Currently we only support llama2, via the llama-cpp-python library because it's fast, compatible with any platform and gpu, feature-complete and handles model-splitting. Stable diffusion will likely be the next target.

Workflow

graph TD

subgraph "Many Workers"
    W1[Connect to QueenBee URL via WebSockets]
    W2[Send a Registration Message]
    W3[Listen for Inference & Training Websocket Requests]
    W4[Reply with OpenAI Formatted Response]
    W1 --> W2
    W2 --> W3
    W3 --> W4
end

subgraph "One QueenBee"
    S1[Listen for Worker Connections]
    S2[Accumulate List of Active Workers]
    S3[Listen for Inference, Training REST Requests]
    S4[Pick an Available Worker]
    S5[Send Request Over a Websocket]
    S6[Translate Reply Into REST Response]
    S7[Complete Any Billing]
    S1 --> S2
    S2 --> S3
    S3 --> S4
    S4 --> S5
    S5 --> S6
    S6 --> S7
end

subgraph "Many Clients"
    C1[Make REST Requests Against the QueenBee]
end

%%% Interactions %%%
W1 -.-> S1
W2 -.-> S2
C1 -.-> S3
S5 -.-> W3
W4 -.-> S6
S6 -.-> C1

Worker Protocol

Each worker communicates with the QueenBee through WebSockets and performs specific tasks, such as listening for inference and training requests and replying with OpenAI-formatted responses.

Steps

1. Establish WebSocket Connection

  • Action: Connect to [queenbee url] via WebSockets.

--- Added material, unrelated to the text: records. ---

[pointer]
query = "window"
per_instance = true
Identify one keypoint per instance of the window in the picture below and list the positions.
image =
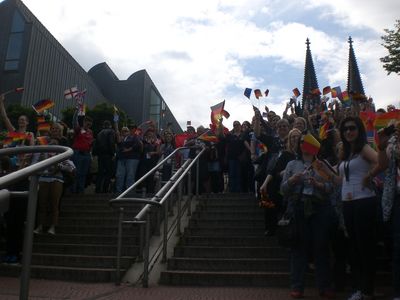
(15, 40)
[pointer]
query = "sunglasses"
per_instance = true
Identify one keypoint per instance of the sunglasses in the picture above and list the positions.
(349, 128)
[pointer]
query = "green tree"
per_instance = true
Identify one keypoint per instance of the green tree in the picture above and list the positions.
(16, 110)
(391, 41)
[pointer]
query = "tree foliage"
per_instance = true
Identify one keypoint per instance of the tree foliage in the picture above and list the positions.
(391, 41)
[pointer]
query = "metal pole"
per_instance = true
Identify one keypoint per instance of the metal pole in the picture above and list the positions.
(197, 178)
(119, 245)
(28, 238)
(179, 216)
(165, 233)
(189, 213)
(145, 281)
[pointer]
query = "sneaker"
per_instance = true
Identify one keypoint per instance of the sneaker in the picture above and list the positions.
(296, 294)
(38, 229)
(11, 260)
(328, 294)
(51, 230)
(356, 296)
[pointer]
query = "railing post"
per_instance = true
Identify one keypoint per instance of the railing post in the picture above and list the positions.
(165, 232)
(189, 213)
(179, 213)
(145, 281)
(119, 245)
(28, 238)
(197, 178)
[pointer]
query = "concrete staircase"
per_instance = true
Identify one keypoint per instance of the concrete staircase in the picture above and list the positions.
(224, 245)
(85, 245)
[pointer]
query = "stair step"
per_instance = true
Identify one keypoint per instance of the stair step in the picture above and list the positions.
(230, 252)
(64, 273)
(84, 249)
(86, 238)
(79, 261)
(229, 264)
(228, 241)
(214, 278)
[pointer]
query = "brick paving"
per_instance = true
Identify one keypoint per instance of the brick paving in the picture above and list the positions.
(48, 289)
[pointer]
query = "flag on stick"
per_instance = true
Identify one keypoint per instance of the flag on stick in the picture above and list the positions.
(336, 92)
(42, 105)
(326, 90)
(218, 111)
(257, 93)
(247, 92)
(70, 93)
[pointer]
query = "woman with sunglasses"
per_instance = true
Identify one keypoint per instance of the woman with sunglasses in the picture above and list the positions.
(307, 193)
(356, 171)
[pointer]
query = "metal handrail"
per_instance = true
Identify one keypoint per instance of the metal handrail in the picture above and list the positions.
(32, 170)
(158, 200)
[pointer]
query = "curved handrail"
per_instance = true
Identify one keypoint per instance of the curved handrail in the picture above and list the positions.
(32, 170)
(64, 153)
(160, 163)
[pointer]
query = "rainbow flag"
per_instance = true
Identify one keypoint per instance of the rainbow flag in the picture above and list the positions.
(316, 92)
(310, 144)
(43, 140)
(218, 111)
(42, 105)
(44, 127)
(326, 90)
(382, 120)
(336, 92)
(209, 136)
(257, 93)
(345, 98)
(247, 92)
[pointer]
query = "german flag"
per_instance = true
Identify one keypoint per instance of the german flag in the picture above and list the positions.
(42, 105)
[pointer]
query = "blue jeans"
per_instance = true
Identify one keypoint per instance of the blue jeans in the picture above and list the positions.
(315, 232)
(82, 162)
(396, 247)
(126, 173)
(234, 177)
(360, 218)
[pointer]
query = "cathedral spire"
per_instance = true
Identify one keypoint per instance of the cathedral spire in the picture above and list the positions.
(354, 83)
(310, 85)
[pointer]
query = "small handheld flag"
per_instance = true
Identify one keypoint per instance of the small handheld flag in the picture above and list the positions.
(42, 105)
(326, 90)
(257, 93)
(70, 93)
(247, 92)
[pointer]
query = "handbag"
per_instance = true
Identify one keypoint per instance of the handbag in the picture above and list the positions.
(286, 232)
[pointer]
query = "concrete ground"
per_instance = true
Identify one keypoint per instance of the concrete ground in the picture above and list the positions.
(48, 289)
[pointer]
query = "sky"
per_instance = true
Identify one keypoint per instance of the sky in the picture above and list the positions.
(199, 53)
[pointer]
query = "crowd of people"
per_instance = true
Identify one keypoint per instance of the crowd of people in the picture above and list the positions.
(315, 163)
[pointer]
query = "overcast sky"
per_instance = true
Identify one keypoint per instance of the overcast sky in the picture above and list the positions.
(201, 52)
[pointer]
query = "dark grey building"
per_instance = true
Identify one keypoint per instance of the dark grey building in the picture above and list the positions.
(137, 96)
(32, 58)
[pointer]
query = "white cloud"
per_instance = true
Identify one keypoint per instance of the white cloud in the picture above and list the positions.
(196, 51)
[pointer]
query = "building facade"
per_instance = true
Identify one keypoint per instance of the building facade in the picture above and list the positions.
(32, 58)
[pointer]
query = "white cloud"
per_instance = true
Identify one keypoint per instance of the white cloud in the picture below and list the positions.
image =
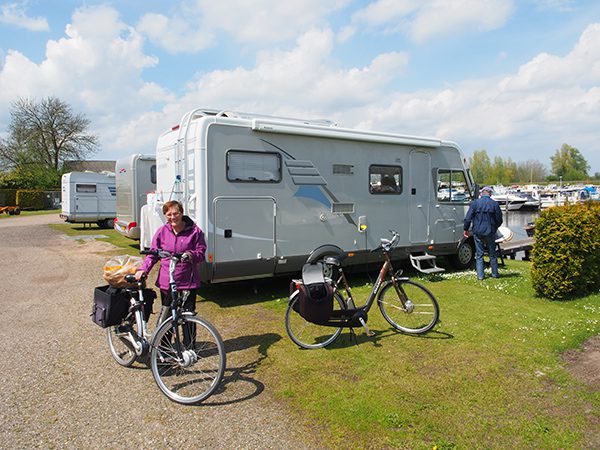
(301, 80)
(426, 19)
(15, 14)
(549, 100)
(96, 68)
(195, 25)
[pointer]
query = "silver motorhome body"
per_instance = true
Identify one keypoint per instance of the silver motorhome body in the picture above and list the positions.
(268, 190)
(135, 177)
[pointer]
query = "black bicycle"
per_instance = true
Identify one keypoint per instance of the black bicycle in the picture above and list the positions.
(408, 306)
(186, 352)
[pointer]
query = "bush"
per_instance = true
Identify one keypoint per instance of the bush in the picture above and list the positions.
(8, 197)
(566, 251)
(31, 199)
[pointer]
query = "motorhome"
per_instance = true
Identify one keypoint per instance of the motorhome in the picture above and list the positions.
(88, 197)
(135, 177)
(268, 190)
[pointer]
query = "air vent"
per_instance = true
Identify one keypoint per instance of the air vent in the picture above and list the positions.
(342, 208)
(343, 169)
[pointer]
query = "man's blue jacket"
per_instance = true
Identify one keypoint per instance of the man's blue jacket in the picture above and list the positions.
(486, 216)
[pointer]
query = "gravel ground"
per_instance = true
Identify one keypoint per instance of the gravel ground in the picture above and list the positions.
(60, 388)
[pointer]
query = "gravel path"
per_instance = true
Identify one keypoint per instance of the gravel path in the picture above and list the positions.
(59, 387)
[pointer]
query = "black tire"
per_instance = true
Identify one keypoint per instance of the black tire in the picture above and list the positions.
(120, 348)
(197, 375)
(307, 334)
(412, 309)
(465, 255)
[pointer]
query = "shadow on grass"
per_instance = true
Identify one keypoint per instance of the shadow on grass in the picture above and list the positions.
(238, 383)
(356, 336)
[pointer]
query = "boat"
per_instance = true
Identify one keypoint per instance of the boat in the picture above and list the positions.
(510, 202)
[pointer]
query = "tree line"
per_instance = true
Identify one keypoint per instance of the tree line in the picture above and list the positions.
(567, 164)
(43, 134)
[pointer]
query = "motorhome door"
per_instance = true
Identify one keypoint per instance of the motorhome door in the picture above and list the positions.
(244, 236)
(419, 185)
(86, 200)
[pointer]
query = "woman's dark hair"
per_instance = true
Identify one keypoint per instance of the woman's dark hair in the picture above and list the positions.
(172, 203)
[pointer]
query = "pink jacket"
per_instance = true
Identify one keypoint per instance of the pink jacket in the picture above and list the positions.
(190, 240)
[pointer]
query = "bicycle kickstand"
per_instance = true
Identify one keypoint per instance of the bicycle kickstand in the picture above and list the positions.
(364, 324)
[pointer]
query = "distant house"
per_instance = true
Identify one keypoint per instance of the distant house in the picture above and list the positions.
(91, 165)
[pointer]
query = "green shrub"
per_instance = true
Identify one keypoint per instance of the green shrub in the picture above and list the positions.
(8, 197)
(566, 252)
(31, 199)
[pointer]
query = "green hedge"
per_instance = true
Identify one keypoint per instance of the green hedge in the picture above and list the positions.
(566, 251)
(8, 197)
(31, 199)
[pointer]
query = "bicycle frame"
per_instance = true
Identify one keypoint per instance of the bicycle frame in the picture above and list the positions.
(385, 269)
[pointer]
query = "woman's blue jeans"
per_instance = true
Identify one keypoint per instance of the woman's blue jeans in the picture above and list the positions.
(483, 244)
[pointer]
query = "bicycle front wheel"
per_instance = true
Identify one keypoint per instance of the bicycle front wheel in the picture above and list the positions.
(121, 348)
(195, 375)
(307, 334)
(411, 308)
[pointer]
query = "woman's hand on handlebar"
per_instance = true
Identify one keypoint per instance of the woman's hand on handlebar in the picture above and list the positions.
(140, 275)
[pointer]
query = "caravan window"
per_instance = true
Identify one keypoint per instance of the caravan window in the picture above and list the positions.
(153, 174)
(385, 179)
(253, 166)
(85, 188)
(452, 186)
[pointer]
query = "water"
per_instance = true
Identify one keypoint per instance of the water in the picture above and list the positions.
(518, 220)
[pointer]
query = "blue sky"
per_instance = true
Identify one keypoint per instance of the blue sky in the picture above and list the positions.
(516, 78)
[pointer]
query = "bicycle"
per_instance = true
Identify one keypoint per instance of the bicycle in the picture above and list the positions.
(186, 353)
(407, 306)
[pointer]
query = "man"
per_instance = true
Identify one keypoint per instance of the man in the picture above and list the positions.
(486, 216)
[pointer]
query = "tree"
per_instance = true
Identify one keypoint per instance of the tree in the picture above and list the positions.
(530, 171)
(480, 166)
(569, 163)
(45, 134)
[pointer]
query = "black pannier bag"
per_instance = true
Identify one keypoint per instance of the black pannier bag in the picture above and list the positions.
(110, 306)
(315, 301)
(149, 297)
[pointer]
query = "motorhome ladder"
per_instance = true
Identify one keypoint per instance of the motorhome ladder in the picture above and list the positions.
(430, 267)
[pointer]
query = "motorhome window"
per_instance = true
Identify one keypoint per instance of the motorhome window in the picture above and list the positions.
(452, 186)
(85, 188)
(153, 174)
(247, 166)
(343, 169)
(385, 179)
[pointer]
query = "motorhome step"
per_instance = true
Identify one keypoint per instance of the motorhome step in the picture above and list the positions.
(432, 270)
(425, 257)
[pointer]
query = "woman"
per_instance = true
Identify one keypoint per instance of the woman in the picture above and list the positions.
(179, 235)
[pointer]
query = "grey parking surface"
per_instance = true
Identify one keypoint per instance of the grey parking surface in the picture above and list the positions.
(60, 388)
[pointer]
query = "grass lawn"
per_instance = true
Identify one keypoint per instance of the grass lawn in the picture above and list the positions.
(32, 213)
(490, 374)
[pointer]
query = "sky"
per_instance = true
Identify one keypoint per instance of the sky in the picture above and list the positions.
(517, 78)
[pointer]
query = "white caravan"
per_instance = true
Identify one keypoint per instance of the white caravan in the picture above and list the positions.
(88, 197)
(267, 191)
(135, 178)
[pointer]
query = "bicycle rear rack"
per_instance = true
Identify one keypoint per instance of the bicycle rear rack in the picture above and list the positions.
(417, 259)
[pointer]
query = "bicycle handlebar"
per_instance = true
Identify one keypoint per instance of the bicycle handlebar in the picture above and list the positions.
(164, 254)
(388, 244)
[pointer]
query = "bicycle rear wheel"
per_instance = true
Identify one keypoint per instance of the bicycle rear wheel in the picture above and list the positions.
(196, 375)
(120, 348)
(412, 309)
(307, 334)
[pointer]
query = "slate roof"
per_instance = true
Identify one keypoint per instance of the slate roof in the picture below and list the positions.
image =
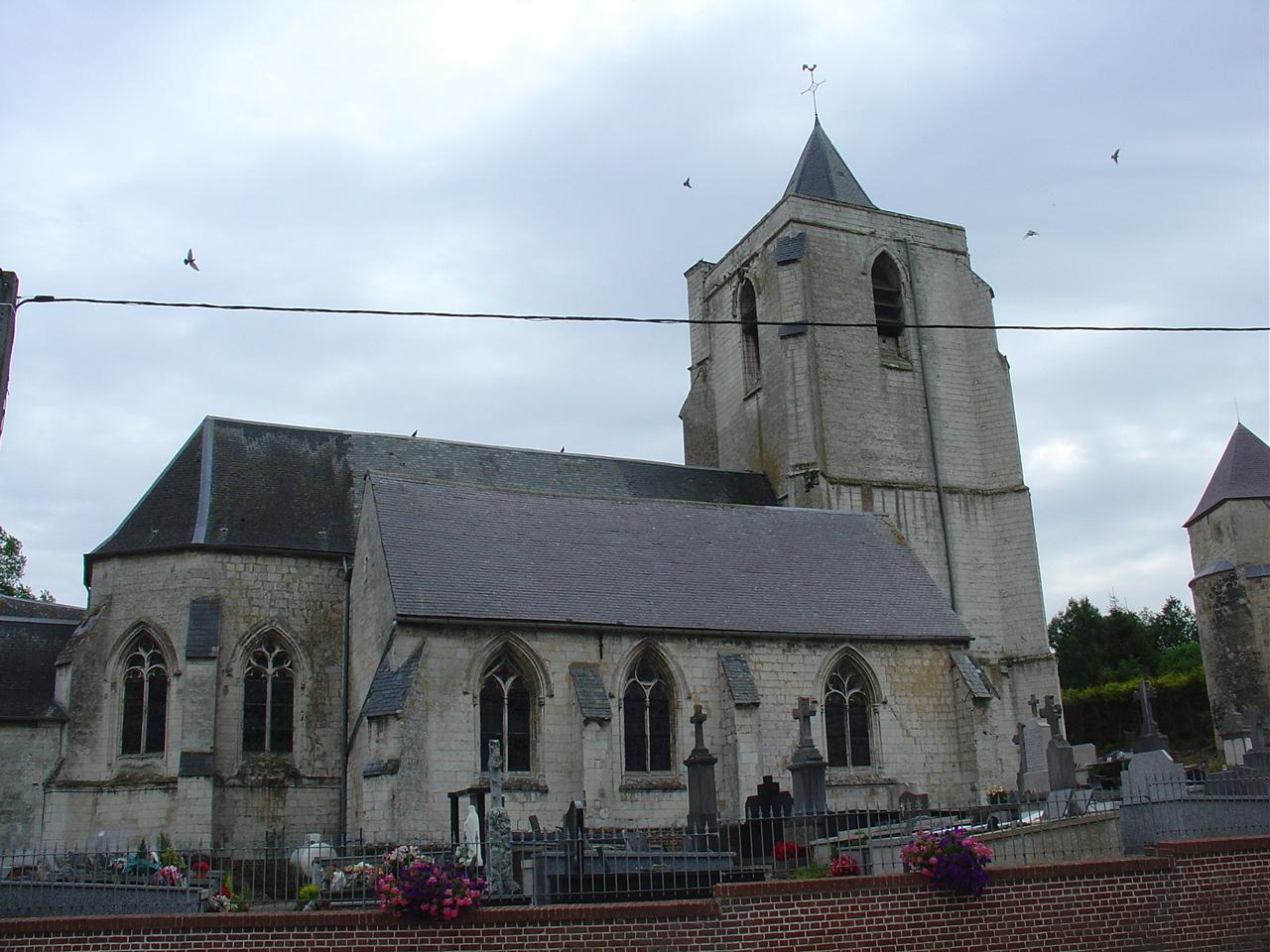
(974, 679)
(1242, 472)
(821, 173)
(588, 687)
(458, 552)
(264, 486)
(32, 634)
(390, 687)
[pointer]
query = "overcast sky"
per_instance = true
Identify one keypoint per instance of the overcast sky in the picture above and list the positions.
(529, 158)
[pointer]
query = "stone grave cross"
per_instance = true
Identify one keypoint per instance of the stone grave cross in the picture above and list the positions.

2. Send Registration Message

  • Action: Send a JSON-formatted registration message through the established WebSocket connection.

  • Registration Message Fields:

    • ln_url (str): Lightning url for payment receipt.
    • auth_key (str): Optional token for control panel connection.
    • cpu_count (int): Number of CPUs available.
    • disk_space (int): Amount of disk space available (in GB).
    • vram (int): Amount of VRAM available (in MB).
    • nv_gpu_count (Optional[int], default: None): Count of Nvidia GPUs.
    • nv_driver_version (Optional[str], default: None): Version of Nvidia GPU driver.
    • nv_gpus (Optional[List[GpuInfo]], default: []): Information for each Nvidia GPU.
    • cl_driver_version (Optional[str], default: None): Version of OpenCL driver.
    • cl_gpus (Optional[List[GpuInfo]], default: []): Information for each OpenCL-compatible GPU.

3. Listen for Requests

  • Action: Listen for JSON-formatted requests over WebSocket that contain two main members.

  • Request Fields:

    • openai_url (str): Always /v1/chat/completion. Can be ignored for now.
    • openai_req (dict): Contains the model name and a list of messages (formatted similarly to regular OpenAI requests).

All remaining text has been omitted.